From his campaign built on lying about who would benefit most from his tax cuts to claiming a mandate from an election he lost to passing those surplus-draining tax cuts, Bush’s willingness to ignore precedent and reality was evident long before the Iraq War.

While Bush deserves credit for visiting a mosque and calling for tolerance in the days after 9/11, his administration’s relentless drive for war in Iraq was only possible by exploiting America’s worst fears, creating a culture of endless war that has seen us bomb more than a half dozen Muslim countries since 2001.

With Republicans finally debating whether the Iraq War was an act of outright deception or just complete incompetence, the idea that the facts can be trimmed to fit a presidential agenda wasn’t just politics as usual for the Bush Administration. It was the result a philosophy that embraced the art of intentional deception — a right-wing response to a world without a countervailing superpower.

‘We’re an empire now, and when we act, we create our own reality,” a Bush aide later identified as Karl Rove told author Ron Suskind. “And while you’re studying that reality— judiciously, as you will—we’ll act again, creating other new realities, which you can study too, and that’s how things will sort out. We’re history’s actors… and you, all of you, will be left to just study what we do.'”

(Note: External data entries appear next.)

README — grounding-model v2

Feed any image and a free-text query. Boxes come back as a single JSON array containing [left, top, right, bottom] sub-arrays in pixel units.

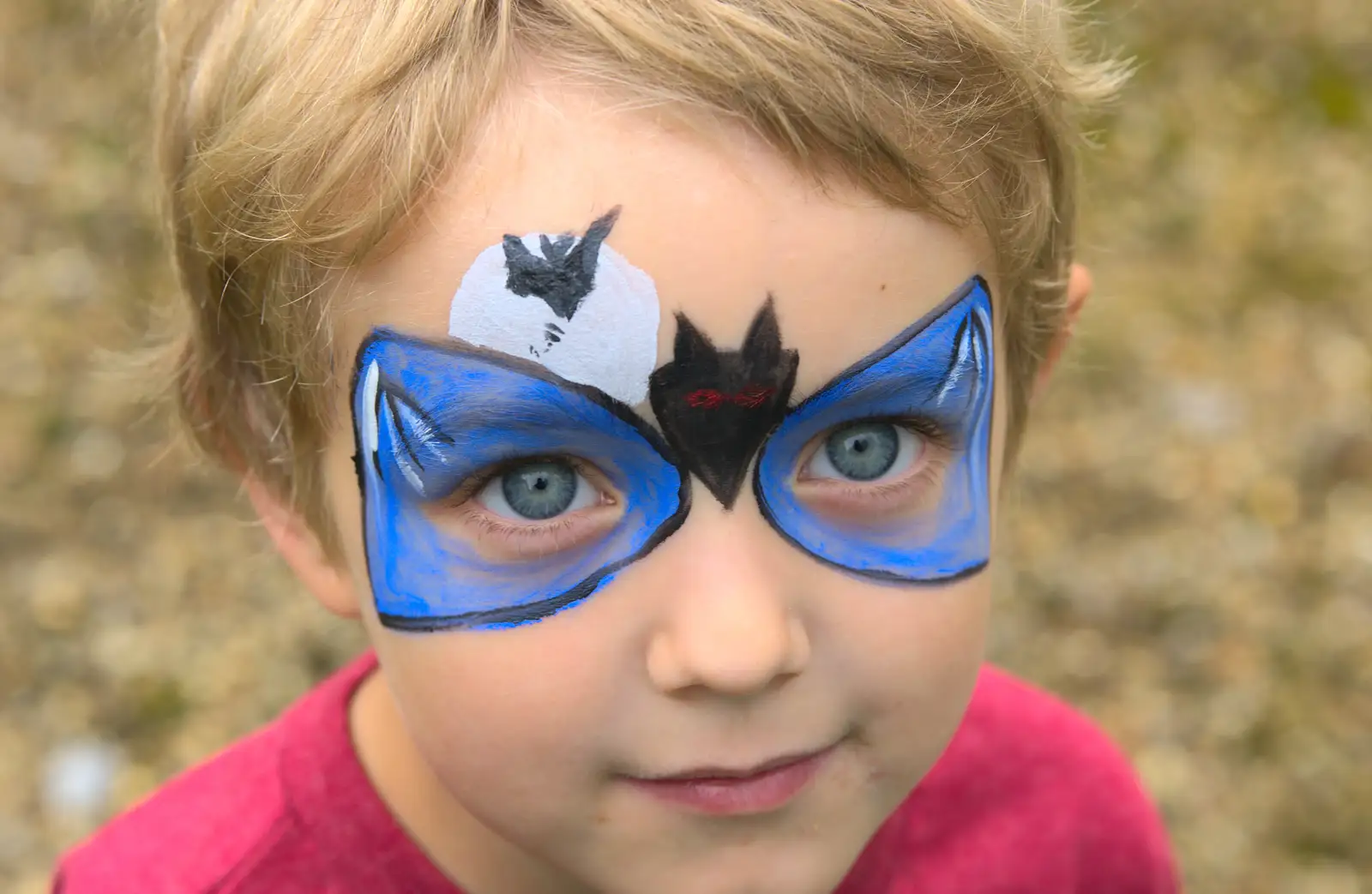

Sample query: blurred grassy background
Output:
[[0, 0, 1372, 894]]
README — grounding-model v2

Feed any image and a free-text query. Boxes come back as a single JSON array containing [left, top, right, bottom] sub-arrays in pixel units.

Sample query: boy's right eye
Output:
[[476, 459, 599, 521], [425, 457, 624, 562]]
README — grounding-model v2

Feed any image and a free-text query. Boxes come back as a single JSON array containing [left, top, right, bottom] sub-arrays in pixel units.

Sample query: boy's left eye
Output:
[[801, 420, 924, 484]]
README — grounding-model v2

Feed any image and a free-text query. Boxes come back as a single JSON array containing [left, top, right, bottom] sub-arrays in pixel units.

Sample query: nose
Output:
[[647, 501, 809, 698]]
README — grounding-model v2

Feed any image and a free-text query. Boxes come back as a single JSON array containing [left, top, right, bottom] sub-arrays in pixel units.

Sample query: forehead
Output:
[[338, 69, 988, 393]]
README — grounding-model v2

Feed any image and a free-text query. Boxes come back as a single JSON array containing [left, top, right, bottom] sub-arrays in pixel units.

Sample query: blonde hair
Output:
[[156, 0, 1123, 554]]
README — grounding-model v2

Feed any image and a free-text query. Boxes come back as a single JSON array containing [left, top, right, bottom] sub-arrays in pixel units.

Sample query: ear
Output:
[[243, 474, 361, 618], [1033, 263, 1095, 398]]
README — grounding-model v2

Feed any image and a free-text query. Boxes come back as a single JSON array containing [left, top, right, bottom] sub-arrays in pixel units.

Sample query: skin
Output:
[[247, 73, 1091, 894]]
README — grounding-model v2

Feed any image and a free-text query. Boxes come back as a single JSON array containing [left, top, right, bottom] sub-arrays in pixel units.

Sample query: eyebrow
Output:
[[791, 273, 990, 410]]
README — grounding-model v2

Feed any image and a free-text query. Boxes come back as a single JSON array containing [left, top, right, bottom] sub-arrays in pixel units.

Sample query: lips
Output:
[[645, 748, 825, 782], [627, 745, 839, 816]]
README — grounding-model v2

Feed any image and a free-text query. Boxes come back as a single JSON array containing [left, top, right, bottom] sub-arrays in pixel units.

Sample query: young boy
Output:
[[57, 0, 1176, 894]]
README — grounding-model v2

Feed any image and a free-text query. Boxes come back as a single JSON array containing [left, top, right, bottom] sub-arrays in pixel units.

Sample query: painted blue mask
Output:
[[352, 277, 993, 631], [352, 331, 690, 631], [753, 277, 993, 583]]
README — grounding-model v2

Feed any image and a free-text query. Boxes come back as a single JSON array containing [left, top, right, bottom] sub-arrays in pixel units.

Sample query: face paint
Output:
[[352, 329, 690, 631], [753, 277, 993, 583], [649, 297, 800, 508], [448, 207, 659, 405]]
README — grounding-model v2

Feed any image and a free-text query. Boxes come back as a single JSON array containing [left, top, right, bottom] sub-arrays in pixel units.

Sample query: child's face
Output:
[[318, 71, 1003, 894]]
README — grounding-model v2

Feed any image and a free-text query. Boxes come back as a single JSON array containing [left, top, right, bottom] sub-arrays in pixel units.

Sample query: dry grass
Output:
[[0, 0, 1372, 894]]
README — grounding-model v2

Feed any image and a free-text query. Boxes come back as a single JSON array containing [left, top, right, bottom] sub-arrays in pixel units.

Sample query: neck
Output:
[[348, 669, 587, 894]]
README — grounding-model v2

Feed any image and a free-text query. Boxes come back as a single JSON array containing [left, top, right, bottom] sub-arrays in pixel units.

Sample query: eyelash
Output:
[[430, 455, 619, 560], [796, 417, 956, 513]]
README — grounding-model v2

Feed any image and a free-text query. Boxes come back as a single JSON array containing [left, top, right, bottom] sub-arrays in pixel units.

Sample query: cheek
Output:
[[832, 572, 990, 779], [368, 610, 616, 825]]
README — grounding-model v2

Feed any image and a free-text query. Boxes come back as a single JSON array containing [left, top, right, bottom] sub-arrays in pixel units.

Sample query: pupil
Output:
[[825, 423, 900, 481], [501, 462, 576, 521]]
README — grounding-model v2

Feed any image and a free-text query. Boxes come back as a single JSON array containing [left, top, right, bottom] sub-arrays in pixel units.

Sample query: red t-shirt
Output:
[[53, 652, 1177, 894]]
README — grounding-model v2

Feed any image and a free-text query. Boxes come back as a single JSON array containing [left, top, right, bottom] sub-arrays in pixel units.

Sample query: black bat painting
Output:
[[502, 206, 619, 321], [649, 297, 800, 508]]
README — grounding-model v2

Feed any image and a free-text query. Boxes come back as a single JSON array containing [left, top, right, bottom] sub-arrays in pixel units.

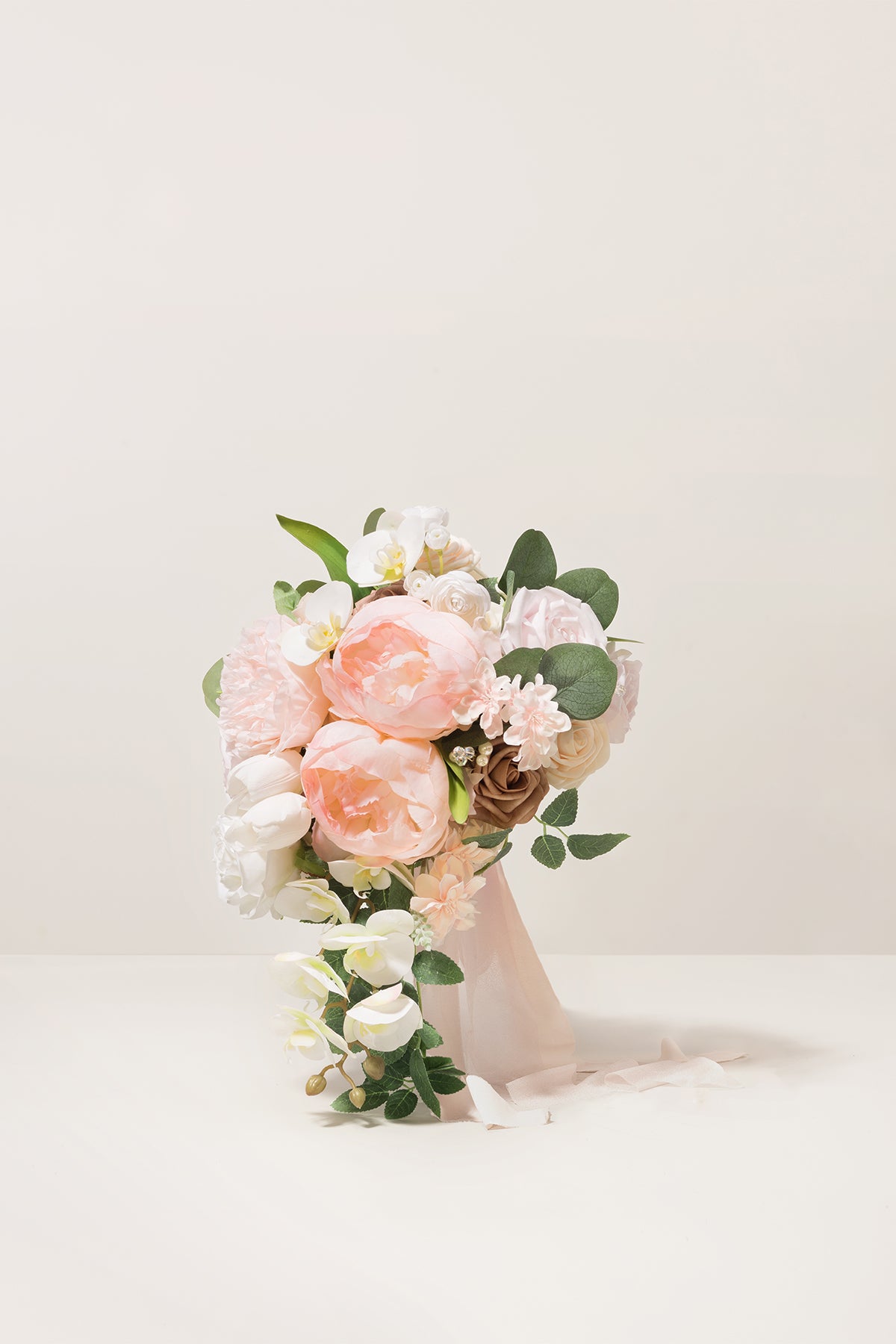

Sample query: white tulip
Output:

For decades, the right has been building what historian Rick Perlstein calls “The Long Con.” But only during the Bush era did that confidence game become apocalyptic — just as the national unity that followed 9/11 was charred by the insanity of the Iraq War.

While most of America sees the Bush Administration as a failure, the party’s biggest donors experienced its massive transfer of the wealth and its regulatory elimination (which sped climate change and ushered in the Great Recession) as tremendous spoils of victory.

After decades of right-wing conspiring to create a conservative majority on the Supreme Court, the high bench delivered Citizens United and the decimation of nearly all campaign finance laws. That decision encouraged Republican billionaires to step in and create their own shadow party. The party establishment was left powerless in the face of an actual billionaire donor stepping into the fray, ready to burn everything down — whenever it might suit his fancy.

From the increasing abandonment of reality during the Bush era, a straight line can be drawn to the complete denial of climate science, the absolute abandonment of normal political order to obstruct Barack Obama, and now, the rise of Trump.

The party has actively shrugged off the constraints of reality in the name of power. And today they confront a skillful, reckless interloper who is even better at that than they are.